Imaging conditions and performance envelope: Demonstrated capture volume is approximately 900 × 700 × 390 µm³ at up to 40 volumes per second. Resolution is measured using fluorescent USAF targets and bead phantoms across depth; biological samples include fixed scattering and optically cleared mouse brain slices and freely swimming fluorescently stained tardigrades.
Key Findings
- Achieved lateral resolution of 2.76 µm uniformly over ~270 µm depth, degrading to 3.9 µm over the next ~120 µm, for a total usable depth of 390 µm.
- Achieved axial resolution of 15 µm across the entire 390 µm depth range (validated via Rayleigh criterion using 4.8 µm beads), consistent with axial FWHM in 3D bead reconstructions.
- Prototype dimensions and speed: 17 mm height, 2.5 g mass; captures a 900 × 700 × 390 µm³ volume at up to 40 volumes per second; reconstructs ~24.5 million voxels from a 0.3 MP image.
- Two-photon verification: In 160 µm-thick 3D bead samples, Miniscope3D recovers the same features as two-photon microscopy, with slightly larger lateral spot sizes.
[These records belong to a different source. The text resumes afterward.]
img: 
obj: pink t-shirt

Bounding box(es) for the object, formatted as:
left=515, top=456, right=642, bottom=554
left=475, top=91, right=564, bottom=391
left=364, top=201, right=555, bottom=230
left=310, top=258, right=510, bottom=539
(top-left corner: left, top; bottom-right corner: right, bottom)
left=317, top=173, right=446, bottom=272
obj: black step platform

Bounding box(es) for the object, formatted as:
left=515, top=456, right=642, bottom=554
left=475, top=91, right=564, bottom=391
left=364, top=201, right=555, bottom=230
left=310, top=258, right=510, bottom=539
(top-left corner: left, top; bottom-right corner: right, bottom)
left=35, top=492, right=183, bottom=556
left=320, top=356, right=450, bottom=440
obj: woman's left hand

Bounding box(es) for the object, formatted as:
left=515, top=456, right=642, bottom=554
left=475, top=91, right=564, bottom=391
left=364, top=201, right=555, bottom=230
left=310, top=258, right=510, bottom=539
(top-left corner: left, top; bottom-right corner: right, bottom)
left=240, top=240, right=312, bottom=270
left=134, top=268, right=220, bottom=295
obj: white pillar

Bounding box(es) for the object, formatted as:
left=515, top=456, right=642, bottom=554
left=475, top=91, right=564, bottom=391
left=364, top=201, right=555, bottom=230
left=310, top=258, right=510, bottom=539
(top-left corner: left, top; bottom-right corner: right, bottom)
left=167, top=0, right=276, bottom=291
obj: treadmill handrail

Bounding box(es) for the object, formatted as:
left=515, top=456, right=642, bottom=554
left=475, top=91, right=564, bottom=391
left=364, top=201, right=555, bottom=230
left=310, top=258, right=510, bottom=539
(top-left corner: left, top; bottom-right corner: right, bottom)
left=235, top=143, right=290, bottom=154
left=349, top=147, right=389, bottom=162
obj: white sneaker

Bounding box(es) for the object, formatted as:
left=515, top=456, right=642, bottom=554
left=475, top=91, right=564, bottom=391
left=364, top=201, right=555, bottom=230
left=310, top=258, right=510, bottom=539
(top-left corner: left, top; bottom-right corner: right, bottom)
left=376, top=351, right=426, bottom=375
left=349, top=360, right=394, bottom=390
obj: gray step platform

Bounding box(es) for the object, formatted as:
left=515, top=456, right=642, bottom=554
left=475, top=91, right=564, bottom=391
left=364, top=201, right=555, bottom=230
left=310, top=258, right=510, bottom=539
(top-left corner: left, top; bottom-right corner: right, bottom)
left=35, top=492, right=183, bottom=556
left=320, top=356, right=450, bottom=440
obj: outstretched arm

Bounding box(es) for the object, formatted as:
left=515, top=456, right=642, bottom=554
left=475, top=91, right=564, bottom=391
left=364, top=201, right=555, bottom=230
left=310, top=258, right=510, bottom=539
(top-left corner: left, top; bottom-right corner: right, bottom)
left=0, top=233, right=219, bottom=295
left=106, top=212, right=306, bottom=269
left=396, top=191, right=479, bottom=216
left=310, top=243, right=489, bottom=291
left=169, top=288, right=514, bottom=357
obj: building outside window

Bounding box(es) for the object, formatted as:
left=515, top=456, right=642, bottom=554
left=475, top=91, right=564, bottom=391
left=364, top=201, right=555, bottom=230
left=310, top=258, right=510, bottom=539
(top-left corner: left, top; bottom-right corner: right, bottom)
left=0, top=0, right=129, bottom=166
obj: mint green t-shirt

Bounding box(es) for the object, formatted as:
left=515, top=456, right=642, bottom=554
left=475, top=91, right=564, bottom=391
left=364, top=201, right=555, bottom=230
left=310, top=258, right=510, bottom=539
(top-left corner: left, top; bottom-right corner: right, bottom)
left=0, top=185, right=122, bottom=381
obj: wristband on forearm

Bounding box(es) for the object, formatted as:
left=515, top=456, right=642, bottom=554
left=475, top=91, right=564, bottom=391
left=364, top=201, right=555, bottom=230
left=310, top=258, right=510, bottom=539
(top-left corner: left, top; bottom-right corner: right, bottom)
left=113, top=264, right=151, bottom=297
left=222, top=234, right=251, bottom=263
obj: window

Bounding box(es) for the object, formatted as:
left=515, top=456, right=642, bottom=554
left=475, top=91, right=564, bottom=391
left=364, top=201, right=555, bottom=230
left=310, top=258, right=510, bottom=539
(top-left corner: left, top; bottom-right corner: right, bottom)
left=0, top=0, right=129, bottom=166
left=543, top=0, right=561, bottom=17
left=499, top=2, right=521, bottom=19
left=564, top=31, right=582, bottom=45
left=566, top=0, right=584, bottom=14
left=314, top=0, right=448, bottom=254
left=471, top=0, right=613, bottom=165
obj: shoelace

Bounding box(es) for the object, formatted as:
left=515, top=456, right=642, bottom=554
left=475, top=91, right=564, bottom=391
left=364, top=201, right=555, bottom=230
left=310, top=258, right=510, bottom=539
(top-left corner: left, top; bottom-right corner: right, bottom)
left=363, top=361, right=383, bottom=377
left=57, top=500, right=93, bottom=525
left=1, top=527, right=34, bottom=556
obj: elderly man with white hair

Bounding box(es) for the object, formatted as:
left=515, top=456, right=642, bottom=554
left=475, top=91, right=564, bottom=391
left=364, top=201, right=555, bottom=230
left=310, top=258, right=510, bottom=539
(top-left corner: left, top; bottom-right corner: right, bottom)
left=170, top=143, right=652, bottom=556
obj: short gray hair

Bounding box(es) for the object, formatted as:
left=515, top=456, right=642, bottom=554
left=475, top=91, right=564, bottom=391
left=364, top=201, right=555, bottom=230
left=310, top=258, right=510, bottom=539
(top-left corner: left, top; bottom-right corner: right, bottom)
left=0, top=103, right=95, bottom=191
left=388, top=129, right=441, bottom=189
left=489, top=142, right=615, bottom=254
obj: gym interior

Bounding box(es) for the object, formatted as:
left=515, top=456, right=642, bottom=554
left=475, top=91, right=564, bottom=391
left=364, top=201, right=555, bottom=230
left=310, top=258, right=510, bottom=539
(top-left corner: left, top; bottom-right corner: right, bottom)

- Biological validation: Resolves GFP-tagged neurons and dendrites (≈1 µm features) in 100 µm-thick scattering and 300 µm-thick optically cleared mouse brain slices (reconstruction volumes ≈ 790 × 617 × 210 µm³); tracks freely swimming tardigrades at up to 40 fps.
- Comparison to MiniLFM: Provides 2.2× better peak lateral resolution (2.76 µm vs 6 µm best-case), ~10× larger usable depth range, ~50× more usable voxels, and smaller/lighter hardware (17 mm vs 26 mm tall; 2.5 g vs 4.7 g).
Discussion
The findings demonstrate that placing an optimized multifocal phase mask at the aperture stop enables true single-shot 3D fluorescence imaging in a compact Miniscope form factor, addressing the limitations of 2D Miniscopes and improving upon MiniLFM. The approach produces nearly depth-uniform lateral resolution and 15 µm axial resolution over a large depth range, while maintaining high volumetric frame rates. By optimizing the optical encoding for compressed sensing and calibrating field-dependent aberrations, the system effectively reconstructs large volumetric datasets from undersampled 2D measurements using sparsity priors (e.g., total variation). The device’s reduced size and weight make it suitable for head-mounted applications and dynamic biological studies. While the method assumes sample sparsity and no partial occlusions and can be affected by scattering at depth, results in both scattering and cleared tissues show single-neuron resolution, indicating robustness for many biological applications. The architecture’s generality and open-source ecosystem facilitate adoption and customization.
Conclusion
The work introduces Miniscope3D, a miniature single-shot 3D fluorescence microscope that replaces the tube lens with an optimized multifocal phase mask at the Fourier plane, enabling compact, lightweight hardware with high, depth-uniform resolution and fast volumetric imaging. The authors provide design and fabrication guidelines for phase masks, an efficient calibration-driven forward model accounting for field-varying aberrations, and a sparsity-constrained reconstruction algorithm. Experiments on phantoms and biological samples validate performance and show significant advantages over MiniLFM in resolution, usable depth range, and device size/weight. Potential future directions include incorporating temporal, application-specific priors to further improve axial resolution and robustness, extending the model to handle partial occlusions, and exploring performance in more strongly scattering regimes and additional biological preparations.
Limitations
- Assumes sample sparsity in some domain; reconstruction quality degrades as sparsity decreases.
- Assumes no partial occlusions, a common limitation in 3D fluorescence recovery methods.
- Susceptible to degradation from tissue scattering at greater depths, as with other single-photon microscopes.
- Compared to 2D Miniscope, exhibits lower SNR and slightly reduced lateral resolution (2.76 µm vs ~2 µm) for purely 2D imaging tasks.
- Requires calibration of PSFs across depth and field to model field-varying aberrations.